And with that Benjamin Lay paused for effect. He took off his great coat to reveal his military uniform, a sword, and the book with a hollowed-out compartment.
The faces of the congregation registered horror. “Thus, shall God shed the blood of those persons who enslave their fellow creatures.” Benjamin Lay shouted as he lifted the book above his head and pierced the volume with his sword. The red pokeberry juice, the color of blood, splashed on the unfortunate Quakers in the pew ahead of Lay’s.
“Let the blood fall on all the slave keepers in attendance,” Lay shouted. “Heed this message! On pain of death and loss of salvation,” he added as the room erupted into shouts of anger at the messenger. Lay, like a sphinx, stood still, saying nothing. He had said what he had come to say.
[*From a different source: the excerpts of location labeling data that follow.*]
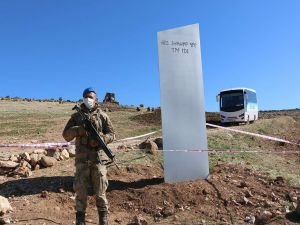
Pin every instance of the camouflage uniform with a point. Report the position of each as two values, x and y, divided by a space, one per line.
88 158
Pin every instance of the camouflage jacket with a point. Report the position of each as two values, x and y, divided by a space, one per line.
86 146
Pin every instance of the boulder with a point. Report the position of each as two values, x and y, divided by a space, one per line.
40 151
8 164
22 172
26 156
34 159
52 151
47 161
64 154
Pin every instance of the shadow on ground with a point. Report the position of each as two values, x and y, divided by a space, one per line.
31 186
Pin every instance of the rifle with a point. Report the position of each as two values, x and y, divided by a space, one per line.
92 131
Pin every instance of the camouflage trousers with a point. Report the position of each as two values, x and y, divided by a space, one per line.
94 174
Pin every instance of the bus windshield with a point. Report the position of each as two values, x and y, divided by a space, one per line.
231 101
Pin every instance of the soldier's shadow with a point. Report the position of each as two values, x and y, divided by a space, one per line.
31 186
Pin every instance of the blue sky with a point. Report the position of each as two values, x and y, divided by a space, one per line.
56 48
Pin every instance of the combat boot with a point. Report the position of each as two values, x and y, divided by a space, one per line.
103 217
80 218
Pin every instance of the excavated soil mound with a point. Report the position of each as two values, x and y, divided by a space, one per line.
231 195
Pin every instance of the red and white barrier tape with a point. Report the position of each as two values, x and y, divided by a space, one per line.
65 144
40 145
253 134
137 137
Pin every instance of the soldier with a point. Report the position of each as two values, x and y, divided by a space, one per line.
89 167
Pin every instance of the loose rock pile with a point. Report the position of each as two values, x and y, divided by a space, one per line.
23 164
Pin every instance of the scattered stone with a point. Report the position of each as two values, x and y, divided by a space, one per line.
13 158
57 155
5 207
8 164
71 150
52 151
40 151
34 159
64 154
267 204
26 156
292 196
159 142
243 184
22 172
248 194
44 194
47 161
139 220
250 219
37 167
25 164
274 197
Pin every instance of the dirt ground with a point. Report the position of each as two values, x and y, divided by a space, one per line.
234 193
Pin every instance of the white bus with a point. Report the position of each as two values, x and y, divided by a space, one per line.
238 105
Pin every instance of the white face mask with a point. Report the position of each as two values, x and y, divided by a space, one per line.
89 103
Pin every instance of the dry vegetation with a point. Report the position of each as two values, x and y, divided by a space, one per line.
241 186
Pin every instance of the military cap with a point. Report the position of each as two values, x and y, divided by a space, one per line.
88 90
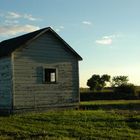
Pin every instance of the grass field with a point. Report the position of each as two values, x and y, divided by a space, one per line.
100 123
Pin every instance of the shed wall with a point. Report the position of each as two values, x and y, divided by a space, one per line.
5 83
29 90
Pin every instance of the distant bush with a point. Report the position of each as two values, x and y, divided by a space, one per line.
126 88
125 92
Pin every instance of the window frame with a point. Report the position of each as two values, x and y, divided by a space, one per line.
56 75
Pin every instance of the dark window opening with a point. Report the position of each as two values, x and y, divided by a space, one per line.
50 75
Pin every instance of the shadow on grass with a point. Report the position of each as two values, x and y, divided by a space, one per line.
130 106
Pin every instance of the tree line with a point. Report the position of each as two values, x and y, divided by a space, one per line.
97 82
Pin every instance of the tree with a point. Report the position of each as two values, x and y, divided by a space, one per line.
117 81
97 82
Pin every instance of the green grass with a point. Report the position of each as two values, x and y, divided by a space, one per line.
111 104
74 125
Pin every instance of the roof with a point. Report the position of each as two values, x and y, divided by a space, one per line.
10 45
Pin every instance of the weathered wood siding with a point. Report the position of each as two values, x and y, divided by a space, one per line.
29 90
5 84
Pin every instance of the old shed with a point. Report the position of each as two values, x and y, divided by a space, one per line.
38 71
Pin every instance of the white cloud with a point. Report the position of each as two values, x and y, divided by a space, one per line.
87 22
11 22
58 29
16 29
104 41
29 17
14 15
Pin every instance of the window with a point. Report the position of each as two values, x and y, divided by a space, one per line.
50 75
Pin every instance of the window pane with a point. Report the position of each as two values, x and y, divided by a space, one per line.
50 75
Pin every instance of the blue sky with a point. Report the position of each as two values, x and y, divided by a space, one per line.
106 33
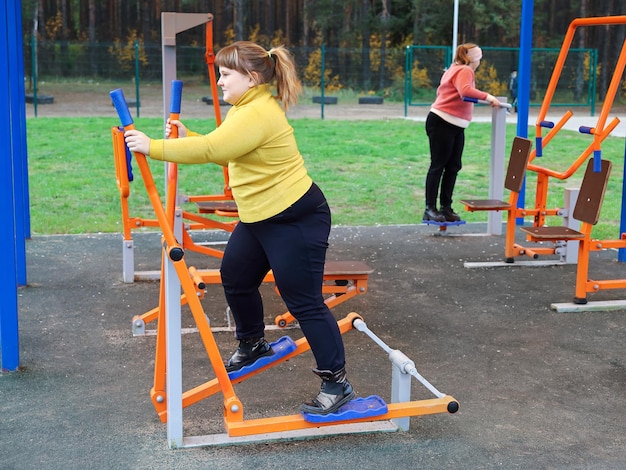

The students from Cassadaga Area High School remained in their seats as several Quaker men took Benjamin Lay into custody and carried him out of the meetinghouse, depositing the little man on the grass in front of the building, with one particularly muscular Quaker remaining behind at the doorway to prevent Benjamin Lay from reentering the meetinghouse.
“Let’s go,” Mr. Greene said to his group. “We saw what we came for,” he added.
The students followed their teacher from the pew and the ghost of Carl Bridenbaugh floated after the group as they walked up the aisle and exited the building.
The little man smiled when he saw Nathan Greene and the young people emerge from the meetinghouse.
“Well,” he smiled. “Thy words were heard at last. By the young,” he added, with a twinkle in his eye.
At that moment Victor thought that Benjamin Lay resembled a happy little leprechaun. All he needed was a green coat and a shamrock. And perhaps a pipe.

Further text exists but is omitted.